Den zweiten wichtigen Faktor stellt sicherlich Big Data dar. Auch wenn man für ein Data-Science-Projekt nicht notwendigerweise Big Data benötigt2, stellt die Tatsache, dass wir heute über einen enormen Fundus an Daten verfügen, einen wichtigen Faktor für den Erfolg und die Verbreitung von Data Science in der Wirtschaft dar. Ob es sich um Sensordaten, um Logfiles, um Daten aus dem eigenen ERP-System oder um Open Data handelt: Unternehmen verfügen heute über einen sehr großen Datenpool, mit dem sie arbeiten können.
Neben den Ideen und Konzepten müssen auch die geeigneten Technologien vorhanden sein: Wie oben für BI gezeigt, machten es erst die technologischen Fortschritte möglich, die zuvor entwickelten Ideen und Utopien tatsächlich umzusetzen. Ähnliches erleben wir heute im Bereich Data Science. Damals wie heute sind es die technischen Fortschritte, die lang erarbeitete Ideen und Konzepte endlich auch realisierbar machen.3
Im Data Warehousing war der ETL-Prozess lange Zeit ein unterschätzter Faktor. Dabei kommt gerade diesem Teil des Data-Warehouse-Prozesses aus verschiedenen Gründen eine zentrale Rolle zu. Zum einen ist die Auswahl geeigneter Datenquellen von entscheidender Bedeutung. Nur auf der Basis qualitativ hochwertiger Daten kann auch ein qualitativ hochwertiges Ergebnis im Rahmen der bereitgestellten Analysen erwartet werden. Wird dies von den Entwicklern zu wenig beachtet, können die am Ende zur Verfügung gestellten Berichte noch so schön sein, es gilt weiterhin die altbewährte Erkenntnis: »Garbage in, garbage out.«4
Zum anderen hat sich immer wieder gezeigt, dass der Workload, der mit dem ETL-Prozess verbunden ist, tendenziell unterschätzt wird. Auch wenn mittlerweile mächtige Tools für die Datenbereitstellung genutzt werden, ist vor allem die Bearbeitung von Daten mit Qualitätsmängeln nach wie vor aufwendig.
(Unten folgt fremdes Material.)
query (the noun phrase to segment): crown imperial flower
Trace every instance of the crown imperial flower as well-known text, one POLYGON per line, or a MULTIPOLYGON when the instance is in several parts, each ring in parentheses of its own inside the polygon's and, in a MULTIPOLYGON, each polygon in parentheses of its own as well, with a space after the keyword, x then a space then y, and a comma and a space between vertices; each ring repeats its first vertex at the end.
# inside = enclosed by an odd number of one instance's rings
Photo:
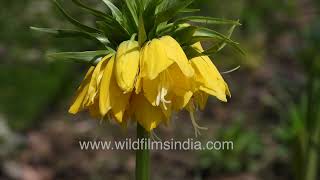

Gerade diesem Phänomen begegnet man auch im Zusammenhang mit Data Science wieder. Auch hier ist zu beobachten, dass die grundlegende Bedeutung der Data Preparation zu Beginn eines Projekts oder wenn ein Unternehmen plant, Data Science einzuführen, nicht erkannt und oftmals der damit zusammenhängende Arbeitsaufwand unterschätzt wird. Statistiken zufolge verwenden Data Scientists in der Praxis bis zu 80% ihrer Zeit für das Vorbereiten der Daten, also das Sammeln, Bereinigen und Organisieren der Daten. Kelleher und Tierney stellen dazu treffenderweise fest:
»But the simple truth is that no matter how good your data analysis is, it won’t identify useful patterns unless it is applied to the right data.«
[Kelleher & Tierney 2018, S. 67]
Auf die Möglichkeiten, wie man der Data Science die notwendigen Daten oder Datenzugriffe im Unternehmen ermöglicht, wird später in Kapitel 9 näher eingegangen.
Benutzerfreundliche Tools mit grafischen Oberflächen ermöglichen es heute auch Einsteigern, relativ schnell erste Erfahrungen im Bereich Data Science zu sammeln und Modelle zu erstellen. Dieser leichte Zugang zu den Möglichkeiten der Data Science ist Segen und Fluch zugleich. Einerseits werden Berührungsängste mit der durchaus komplexen neuen Materie für viele potenzielle Nutzer abgebaut. Andererseits benötigt man eine hohe Fachkompetenz, um den richtigen Algorithmus für den jeweiligen Use Case auszuwählen, die Ergebnisse zu interpretieren und das geeignete Data Set zu erstellen. Die Feststellung »In fact, it has never been easier to do data science badly«5 ist daher ohne Zweifel richtig. Ein Modell zu erstellen ist mit den heutigen Werkzeugen nicht schwer. Schwierig hingegen ist es, die Güte des Modells zu bewerten und Verbesserungspotenziale zu erkennen.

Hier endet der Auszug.